Players Not Responding to Tippett’s Drive and Coaching

If the Arizona Coyotes’ woes continue, one thing may not happen.

Among conditions which may suffer is low attendance for home games at Gila River Arena, drop in local television ratings and loss of revenue from potential corporate sources.

What will not likely change is coach Dave Tippett behind the bench.

A proud man with a strong hockey heritage, Tippett seems to bite his tongue these days and protects his players through carefully measured words. If Tippett were to unleash his views and status of his club, management would either come down hard or show him the nearest exit. Now, Tippett seems to weather the current stormy period. The poor results to date are not totally unexpected at this portion of the season.

The issue here is time.

Less than three weeks into the season, the Coyotes are dreadful and goalie Mike Smith, upon whom the team banked its chance to improve this season, has been pitiful. Coming into play Thursday night against the Panthers in south Florida, the Coyotes are sitting in the basement of the Pacific Division and their 21 goals scored is second-worst in the Western Conference. Only Nashville, with 19 goals scored, is lower.

Plus, the eight standings points remains among the lowest in the NHL. Only Carolina and Buffalo have fewer points and the Coyotes are tied with the Panthers with those eight points.

Dave Tippett (Rob Grabowski-USA TODAY Sports)
Dave Tippett (Rob Grabowski-USA TODAY Sports)

To exacerbate the Coyotes’ current standing, the production of captain Shane Doan and center Sam Gagner remains under the microscope.  Through Tuesday’s loss to the Lightning, Doan has one goal on the season and Gagner two assists. Both said before the current four-game road trip the season is early and production will increase.

“Things are coming,” said Gagner. “There are situations in a game where I want to do things right. Sure, you want to shoot at certain times but if you make the wrong decision, you put your team in jeopardy. Look, we’re a lunch-pail, hard-working group of guys and the consistency in our game will come.”

If there is one player which Tippett has placed under that microscope, it is Smith.

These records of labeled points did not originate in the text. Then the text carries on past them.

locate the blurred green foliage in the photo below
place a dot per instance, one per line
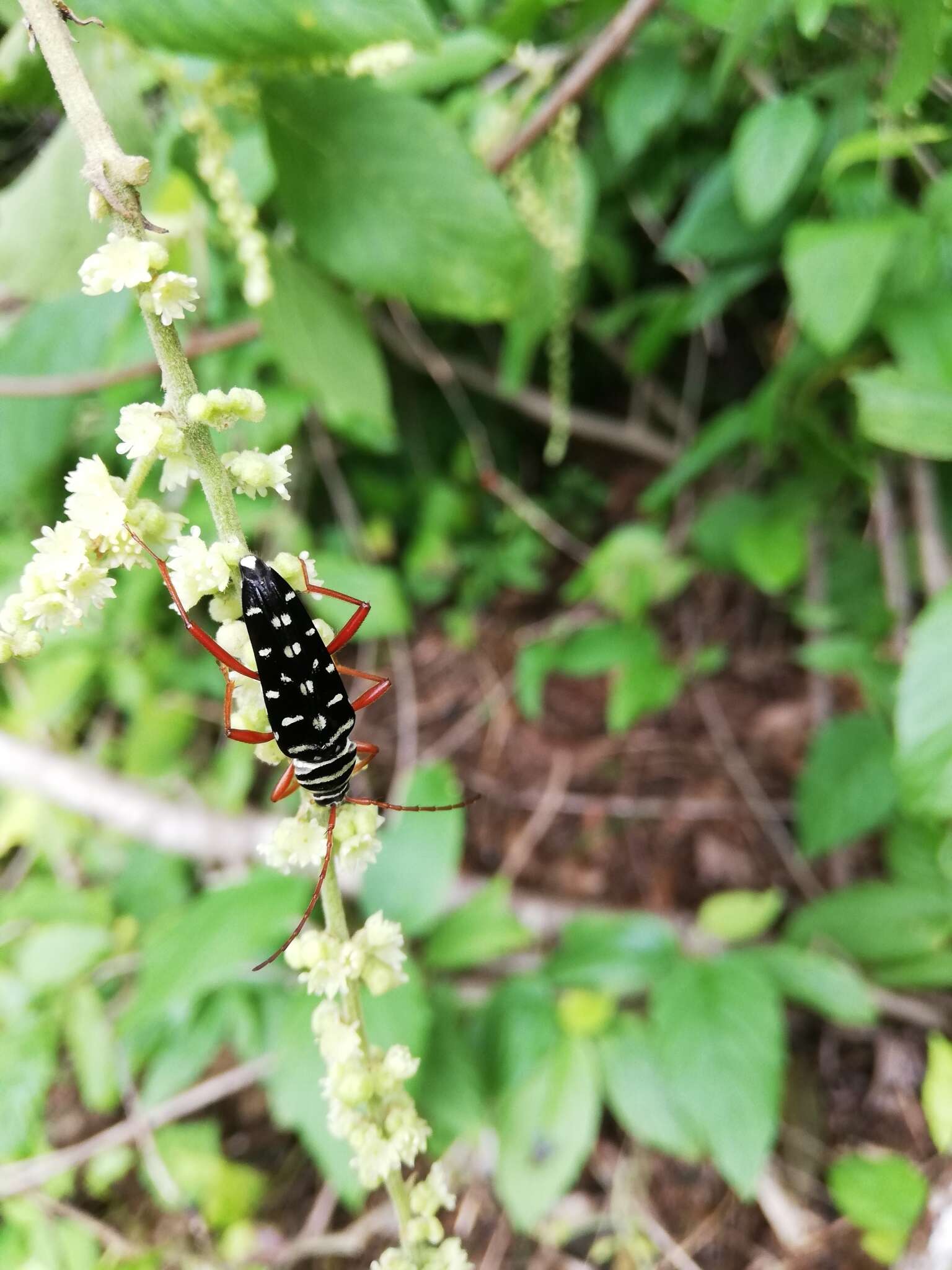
(760, 183)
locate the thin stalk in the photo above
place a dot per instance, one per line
(112, 173)
(335, 922)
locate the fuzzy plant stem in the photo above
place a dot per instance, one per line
(116, 175)
(335, 922)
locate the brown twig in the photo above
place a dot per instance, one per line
(24, 1175)
(519, 850)
(606, 46)
(889, 541)
(90, 381)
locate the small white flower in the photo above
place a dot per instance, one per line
(432, 1193)
(61, 551)
(121, 262)
(232, 637)
(221, 409)
(198, 569)
(407, 1129)
(381, 59)
(356, 837)
(90, 588)
(376, 954)
(254, 473)
(299, 842)
(425, 1230)
(95, 498)
(170, 295)
(145, 429)
(451, 1255)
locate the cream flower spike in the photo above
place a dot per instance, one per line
(121, 262)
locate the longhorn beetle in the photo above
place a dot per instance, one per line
(307, 705)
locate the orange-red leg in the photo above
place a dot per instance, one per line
(286, 785)
(207, 643)
(381, 685)
(350, 629)
(371, 751)
(399, 807)
(249, 738)
(300, 926)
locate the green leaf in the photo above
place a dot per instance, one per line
(421, 854)
(847, 788)
(639, 1089)
(835, 271)
(614, 953)
(223, 1192)
(710, 225)
(645, 681)
(294, 1089)
(819, 981)
(479, 931)
(90, 1046)
(644, 98)
(937, 1091)
(720, 1029)
(547, 1127)
(450, 1086)
(876, 921)
(51, 956)
(29, 1064)
(322, 342)
(630, 569)
(385, 195)
(278, 30)
(56, 337)
(880, 145)
(770, 154)
(376, 584)
(771, 546)
(734, 916)
(918, 52)
(923, 719)
(213, 941)
(880, 1194)
(461, 56)
(521, 1025)
(897, 411)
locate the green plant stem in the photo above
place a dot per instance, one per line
(108, 168)
(335, 922)
(136, 478)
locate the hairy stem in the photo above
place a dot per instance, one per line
(335, 921)
(112, 172)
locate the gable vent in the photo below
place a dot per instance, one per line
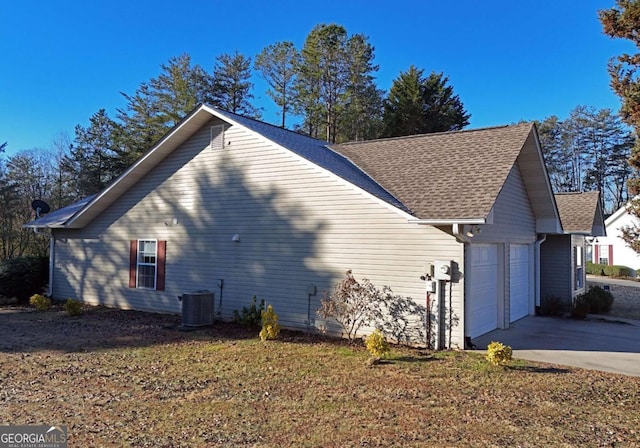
(217, 137)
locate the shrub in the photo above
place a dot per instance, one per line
(22, 277)
(40, 302)
(251, 316)
(270, 327)
(580, 308)
(377, 344)
(352, 304)
(73, 307)
(599, 300)
(499, 354)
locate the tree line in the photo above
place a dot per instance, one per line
(326, 89)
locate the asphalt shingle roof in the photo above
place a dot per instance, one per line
(577, 211)
(443, 176)
(59, 217)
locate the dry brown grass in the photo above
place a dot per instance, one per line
(131, 379)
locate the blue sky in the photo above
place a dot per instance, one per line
(508, 60)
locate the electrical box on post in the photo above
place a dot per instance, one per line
(442, 270)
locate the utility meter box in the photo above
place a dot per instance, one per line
(442, 270)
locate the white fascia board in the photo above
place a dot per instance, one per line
(318, 168)
(447, 222)
(543, 165)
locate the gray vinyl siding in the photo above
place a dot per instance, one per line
(556, 278)
(298, 225)
(577, 241)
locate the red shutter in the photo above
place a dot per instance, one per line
(133, 263)
(611, 255)
(162, 253)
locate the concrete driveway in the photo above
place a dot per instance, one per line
(595, 344)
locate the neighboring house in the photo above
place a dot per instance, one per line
(244, 208)
(562, 263)
(612, 249)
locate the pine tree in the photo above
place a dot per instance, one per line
(232, 84)
(90, 162)
(421, 105)
(278, 64)
(362, 117)
(623, 22)
(158, 105)
(588, 151)
(335, 89)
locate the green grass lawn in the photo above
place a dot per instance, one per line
(128, 379)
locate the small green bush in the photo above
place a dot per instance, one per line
(40, 302)
(616, 271)
(377, 344)
(250, 316)
(599, 300)
(580, 308)
(499, 354)
(73, 307)
(270, 327)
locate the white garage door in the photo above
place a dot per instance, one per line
(519, 285)
(481, 298)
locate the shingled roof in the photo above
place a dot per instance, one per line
(451, 176)
(580, 212)
(443, 176)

Mike Smith under a microscope

Perhaps the best word to describe his play, so far in the 2014-15 season, is unreliable. From yielding four, first period goals in the opening game of the season to the Jets to being pulled after allowing six goals against the Lightning earlier this week, Smith’s play is hardly worthy of Vezina consideration. While Tippett can turn to veteran Devan Dubnyk, the desire is to let Smith work out his maladies and duly recover.

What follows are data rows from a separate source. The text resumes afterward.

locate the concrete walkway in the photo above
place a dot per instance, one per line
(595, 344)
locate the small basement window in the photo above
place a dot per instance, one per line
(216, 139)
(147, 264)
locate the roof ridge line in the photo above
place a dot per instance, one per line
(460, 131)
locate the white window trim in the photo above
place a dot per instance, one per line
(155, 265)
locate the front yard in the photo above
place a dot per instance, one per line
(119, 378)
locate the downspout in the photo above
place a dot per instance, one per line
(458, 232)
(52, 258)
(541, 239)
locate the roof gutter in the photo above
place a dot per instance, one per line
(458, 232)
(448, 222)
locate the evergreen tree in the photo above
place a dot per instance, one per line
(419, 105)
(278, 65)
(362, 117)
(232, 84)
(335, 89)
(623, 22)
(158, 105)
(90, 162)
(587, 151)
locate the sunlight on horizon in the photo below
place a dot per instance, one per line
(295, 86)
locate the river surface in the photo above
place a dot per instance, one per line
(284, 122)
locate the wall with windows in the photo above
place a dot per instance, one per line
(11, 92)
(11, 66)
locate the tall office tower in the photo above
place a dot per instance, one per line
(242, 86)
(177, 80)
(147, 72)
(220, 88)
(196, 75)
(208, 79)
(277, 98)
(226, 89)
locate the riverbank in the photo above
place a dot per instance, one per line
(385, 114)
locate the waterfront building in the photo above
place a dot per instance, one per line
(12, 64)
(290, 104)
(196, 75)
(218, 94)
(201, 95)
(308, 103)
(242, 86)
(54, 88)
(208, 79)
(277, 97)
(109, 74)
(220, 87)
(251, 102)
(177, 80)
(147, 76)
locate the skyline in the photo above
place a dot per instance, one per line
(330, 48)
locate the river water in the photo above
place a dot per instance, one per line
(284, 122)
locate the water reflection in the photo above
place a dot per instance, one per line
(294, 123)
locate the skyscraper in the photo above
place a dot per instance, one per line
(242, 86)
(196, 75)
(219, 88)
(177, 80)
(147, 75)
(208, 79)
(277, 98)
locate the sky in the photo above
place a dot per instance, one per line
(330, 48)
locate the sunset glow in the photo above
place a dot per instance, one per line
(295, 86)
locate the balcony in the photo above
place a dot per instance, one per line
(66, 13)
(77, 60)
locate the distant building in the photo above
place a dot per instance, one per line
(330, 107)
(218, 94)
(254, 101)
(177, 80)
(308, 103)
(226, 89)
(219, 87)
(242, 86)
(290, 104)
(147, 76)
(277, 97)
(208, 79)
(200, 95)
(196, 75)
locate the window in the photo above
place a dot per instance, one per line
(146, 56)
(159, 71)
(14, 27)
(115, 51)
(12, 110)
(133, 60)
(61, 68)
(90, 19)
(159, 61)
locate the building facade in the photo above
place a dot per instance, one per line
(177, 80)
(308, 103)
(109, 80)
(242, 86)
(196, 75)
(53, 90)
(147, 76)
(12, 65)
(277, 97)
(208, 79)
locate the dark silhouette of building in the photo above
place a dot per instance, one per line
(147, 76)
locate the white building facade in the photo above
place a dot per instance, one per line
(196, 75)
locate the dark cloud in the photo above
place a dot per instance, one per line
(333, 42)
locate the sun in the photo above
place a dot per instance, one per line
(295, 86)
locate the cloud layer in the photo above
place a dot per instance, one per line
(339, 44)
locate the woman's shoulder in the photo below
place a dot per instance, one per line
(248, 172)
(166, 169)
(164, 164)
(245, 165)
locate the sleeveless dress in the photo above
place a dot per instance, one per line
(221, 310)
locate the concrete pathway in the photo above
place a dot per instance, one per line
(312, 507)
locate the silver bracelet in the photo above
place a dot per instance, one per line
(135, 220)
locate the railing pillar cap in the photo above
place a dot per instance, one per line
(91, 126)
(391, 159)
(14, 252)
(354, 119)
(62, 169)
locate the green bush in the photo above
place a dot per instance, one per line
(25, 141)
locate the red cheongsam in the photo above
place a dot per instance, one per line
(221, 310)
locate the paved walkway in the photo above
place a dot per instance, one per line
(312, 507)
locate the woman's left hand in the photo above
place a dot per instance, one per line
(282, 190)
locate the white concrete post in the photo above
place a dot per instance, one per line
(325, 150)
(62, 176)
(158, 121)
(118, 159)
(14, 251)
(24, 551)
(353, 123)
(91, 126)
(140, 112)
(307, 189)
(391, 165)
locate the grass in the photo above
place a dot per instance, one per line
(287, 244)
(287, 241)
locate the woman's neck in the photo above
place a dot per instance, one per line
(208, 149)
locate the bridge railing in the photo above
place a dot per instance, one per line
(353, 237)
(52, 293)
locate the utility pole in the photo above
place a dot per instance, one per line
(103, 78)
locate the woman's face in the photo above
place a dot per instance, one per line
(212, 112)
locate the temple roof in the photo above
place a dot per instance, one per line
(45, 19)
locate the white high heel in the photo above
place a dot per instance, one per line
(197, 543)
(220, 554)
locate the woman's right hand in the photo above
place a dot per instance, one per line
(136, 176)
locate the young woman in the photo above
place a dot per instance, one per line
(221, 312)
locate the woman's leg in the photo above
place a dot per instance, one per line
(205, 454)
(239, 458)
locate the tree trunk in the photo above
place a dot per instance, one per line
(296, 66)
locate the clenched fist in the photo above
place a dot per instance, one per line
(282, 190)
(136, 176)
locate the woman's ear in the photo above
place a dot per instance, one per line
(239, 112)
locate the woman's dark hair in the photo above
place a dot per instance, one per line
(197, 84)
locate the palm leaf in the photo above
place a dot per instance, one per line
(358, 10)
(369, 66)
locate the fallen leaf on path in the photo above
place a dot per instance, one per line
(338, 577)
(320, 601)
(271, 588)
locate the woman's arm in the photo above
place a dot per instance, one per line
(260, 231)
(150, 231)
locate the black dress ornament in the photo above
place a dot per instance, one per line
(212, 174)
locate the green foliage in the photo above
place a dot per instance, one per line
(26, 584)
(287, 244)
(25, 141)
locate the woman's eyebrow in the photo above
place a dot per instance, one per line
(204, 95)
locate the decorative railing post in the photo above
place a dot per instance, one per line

Yet, Tippett does not have the luxury of time. That’s because the Western Conference to so competitive that  any lapse in time will push the Coyotes further in an abyss. Prior to Thursday’s game with the Panthers, they are nine standings points behind the Pacific-leading Ducks and out of any playoff consideration.

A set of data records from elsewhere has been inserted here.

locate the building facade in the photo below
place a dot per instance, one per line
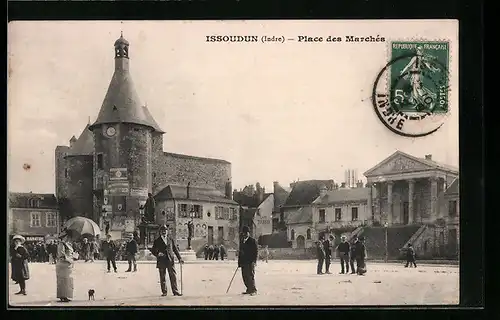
(107, 173)
(32, 215)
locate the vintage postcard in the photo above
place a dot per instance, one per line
(218, 163)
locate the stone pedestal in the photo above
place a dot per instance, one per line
(231, 254)
(145, 255)
(188, 255)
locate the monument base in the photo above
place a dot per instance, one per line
(188, 255)
(145, 255)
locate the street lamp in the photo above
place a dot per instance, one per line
(386, 225)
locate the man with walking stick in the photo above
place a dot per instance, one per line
(247, 260)
(164, 249)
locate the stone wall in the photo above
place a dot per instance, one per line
(79, 185)
(170, 168)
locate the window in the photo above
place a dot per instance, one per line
(50, 219)
(452, 208)
(322, 217)
(354, 213)
(35, 219)
(100, 161)
(338, 214)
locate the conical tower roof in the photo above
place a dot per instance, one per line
(121, 103)
(84, 145)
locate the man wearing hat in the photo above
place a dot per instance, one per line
(344, 249)
(164, 249)
(247, 260)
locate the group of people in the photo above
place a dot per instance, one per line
(213, 252)
(349, 254)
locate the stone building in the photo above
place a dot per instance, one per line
(256, 209)
(298, 211)
(33, 215)
(214, 214)
(107, 173)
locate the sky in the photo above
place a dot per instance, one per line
(277, 111)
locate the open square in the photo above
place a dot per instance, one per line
(278, 283)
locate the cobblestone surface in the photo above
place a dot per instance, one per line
(278, 282)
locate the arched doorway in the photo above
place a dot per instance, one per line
(301, 242)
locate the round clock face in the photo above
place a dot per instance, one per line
(111, 131)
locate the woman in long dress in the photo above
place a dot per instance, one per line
(20, 270)
(64, 268)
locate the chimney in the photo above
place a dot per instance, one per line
(229, 188)
(322, 191)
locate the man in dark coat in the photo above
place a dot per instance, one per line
(344, 249)
(247, 260)
(205, 251)
(320, 254)
(131, 251)
(110, 249)
(360, 256)
(352, 255)
(327, 245)
(410, 256)
(164, 249)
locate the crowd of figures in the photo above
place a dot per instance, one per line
(213, 252)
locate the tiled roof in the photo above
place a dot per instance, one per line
(203, 194)
(84, 145)
(301, 215)
(185, 156)
(21, 200)
(454, 187)
(122, 104)
(305, 192)
(248, 201)
(344, 195)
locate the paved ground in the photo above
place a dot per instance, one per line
(278, 282)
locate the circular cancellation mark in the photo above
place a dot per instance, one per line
(410, 94)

While Tippett’s job may not be in question, individual players need to step up their game.

Aside from Smith, defenseman Keith Yandle’s play in is own end needs improvement. Despite the glory of his offensive game, Yandle is a defensive liability. Last season, the Boston native topped the Coyotes with a minus 23 and through the opening eight games, he stands at a minus 1. Of all players on the 23-man roster, only left wing Mikkel Boedker is in the plus column, plus one.

Defenseman Oilver Ekman-Larsson, once thought as a Norris candidate, leads the team with a minus 11.

To be fair, Tippett can work only so much magic. While his disdain of losing is evident and his words short after losses, the coach is not is not the answer here. Tippett has been dealt a hand of marginal hockey players and, to his misfortune, we see the results.